Comments Off Written on February 7th, 2011 by
Categories: Blog

According to a study published in the Journal of Epidemiology and Community Health, light drinking during pregnancy will not harm your child’s behavioural or intellectual development.

A past study found similar findings among 3 year olds, but researchers wanted to study older children in case any symptoms had been delayed in the previous research.

“They used data from the Millennium Cohort Study — a large study tracking the long term health of children born in the UK — drawing on a representative sample of 11,513 children born between September 2000 and January 2002.”

As in many studies, researchers relied on the mothers self-reports. When children reached 9 months of age, the mothers were questioned about their drinking habits and other social and economic factors surrounding their lives.

Their alcohol consumption was divided into categories set out by the government’s National Alcohol Strategy. “The mothers were classified as teetotal; those who drank but not in pregnancy; light (1 or 2 units a week or at any one time); moderate (3 to 6 units a week or 3 to 5 at any one time); and binge/heavy (7 or more units a week or 6 at one sitting).”

Although the study relied on the mothers’ self-reports of their children’s behavior at the age of 3, a formal assessment on behavioral and intellectual development of these children was completed when they reached 5 years of age.

Results showed that just below 6% of the mothers abstained from drinking and 60% abstained from drinking for the duration of the pregnancy alone. Of the mothers that drank during pregnancy, 26% admitted to light drinking, 5.5% were considered moderate drinkers and 2.5% were classified as heavy or binge drinkers.

Findings among all groups revealed that boys were more likely to have developmental problems, behavioral issues, hyperactivity and peer issues. Girls, on the other hand, were more likely to develop emotional problems. Testing also indicated that girls scored higher in cognitive abilities than boys.

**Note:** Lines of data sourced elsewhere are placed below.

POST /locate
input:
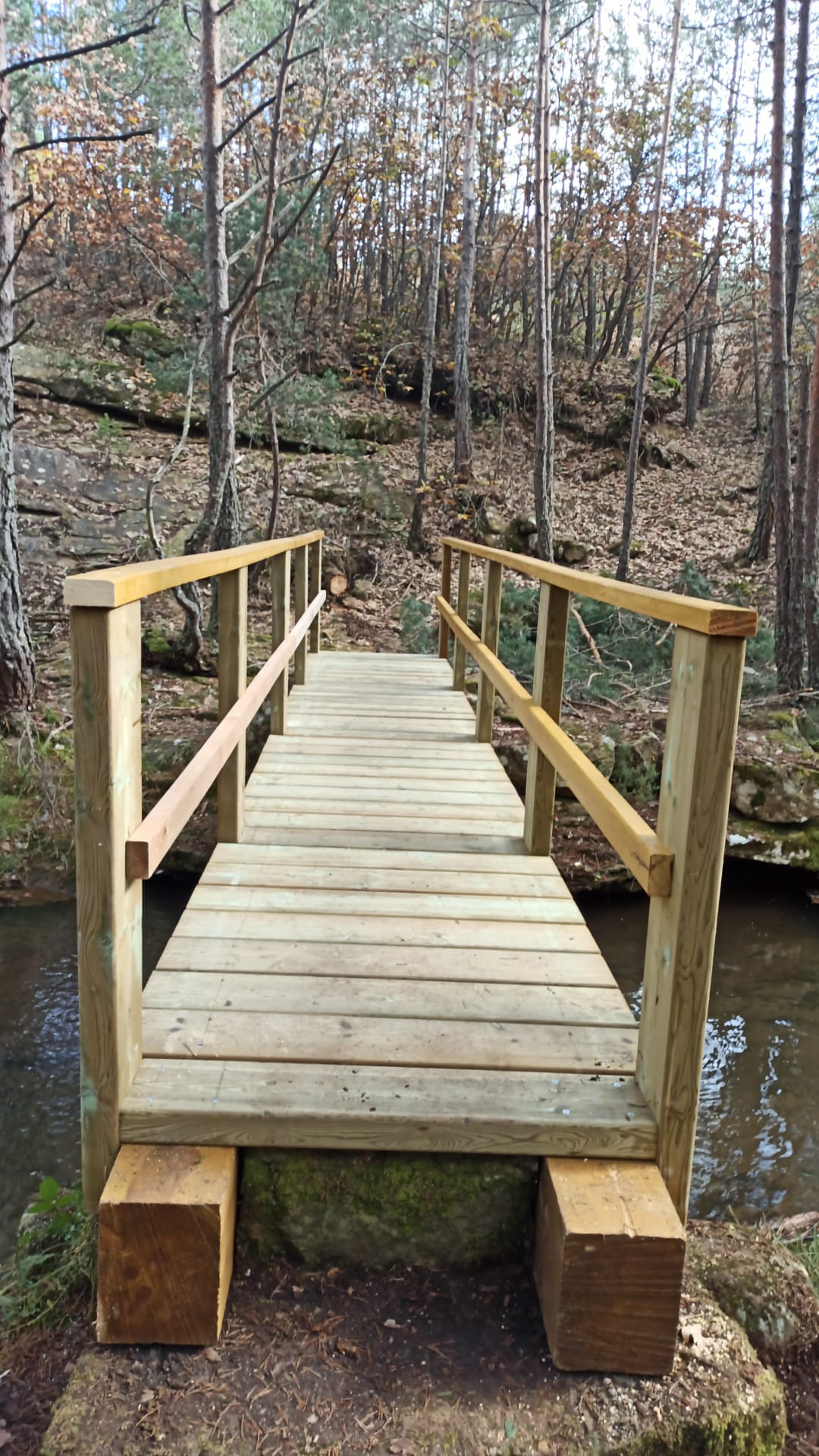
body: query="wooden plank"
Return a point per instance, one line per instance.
(490, 628)
(711, 618)
(388, 1041)
(232, 683)
(679, 946)
(547, 693)
(105, 655)
(387, 902)
(385, 930)
(280, 626)
(642, 851)
(441, 963)
(608, 1266)
(445, 592)
(350, 1107)
(387, 996)
(153, 837)
(167, 1223)
(117, 585)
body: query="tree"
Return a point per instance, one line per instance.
(646, 334)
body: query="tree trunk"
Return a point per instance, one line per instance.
(433, 287)
(544, 422)
(648, 306)
(466, 271)
(17, 651)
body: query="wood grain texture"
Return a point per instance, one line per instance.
(107, 655)
(679, 948)
(117, 585)
(547, 693)
(232, 683)
(608, 1266)
(711, 618)
(167, 1223)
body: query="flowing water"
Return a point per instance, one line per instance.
(758, 1141)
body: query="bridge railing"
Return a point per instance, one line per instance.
(115, 846)
(679, 864)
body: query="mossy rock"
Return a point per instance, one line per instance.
(382, 1209)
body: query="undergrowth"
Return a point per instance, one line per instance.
(52, 1274)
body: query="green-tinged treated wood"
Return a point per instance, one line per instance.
(547, 693)
(679, 949)
(105, 653)
(463, 607)
(315, 582)
(280, 595)
(117, 585)
(436, 1110)
(232, 682)
(642, 851)
(711, 618)
(490, 629)
(300, 606)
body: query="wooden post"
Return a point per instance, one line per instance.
(105, 651)
(490, 629)
(299, 607)
(547, 692)
(232, 682)
(460, 660)
(280, 592)
(315, 585)
(679, 948)
(447, 593)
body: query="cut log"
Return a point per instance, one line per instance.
(167, 1222)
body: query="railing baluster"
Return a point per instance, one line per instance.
(490, 629)
(547, 692)
(105, 651)
(280, 592)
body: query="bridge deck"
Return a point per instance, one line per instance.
(379, 965)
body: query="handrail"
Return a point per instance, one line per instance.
(632, 839)
(711, 618)
(149, 843)
(117, 585)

As expected, the children of heavy drinking mothers were more likely to have behavioral and emotional issues as well as problems with hyperactivity. However, the findings did not suggest any behavioral or intellectual deficiencies among children whose mothers were considered light drinkers during pregnancy.

“Children born to light drinkers were 30% less likely to have behavioural problems than children whose mothers did not drink during pregnancy. After taking account of a wide range of influential factors, these children achieved higher cognitive scores than those whose mums had abstained from alcohol while pregnant.”

In today’s world, attitudes have hardened and the widespread opinion is to avoid any risks and abstain from drinking alcohol, but this study certainly questions these beliefs. Although the findings may turn our views upside-down, it would be helpful to know if these mothers were light drinkers for the entire duration of pregnancy and/or during breastfeeding before alcohol-dependent mothers are given the green light.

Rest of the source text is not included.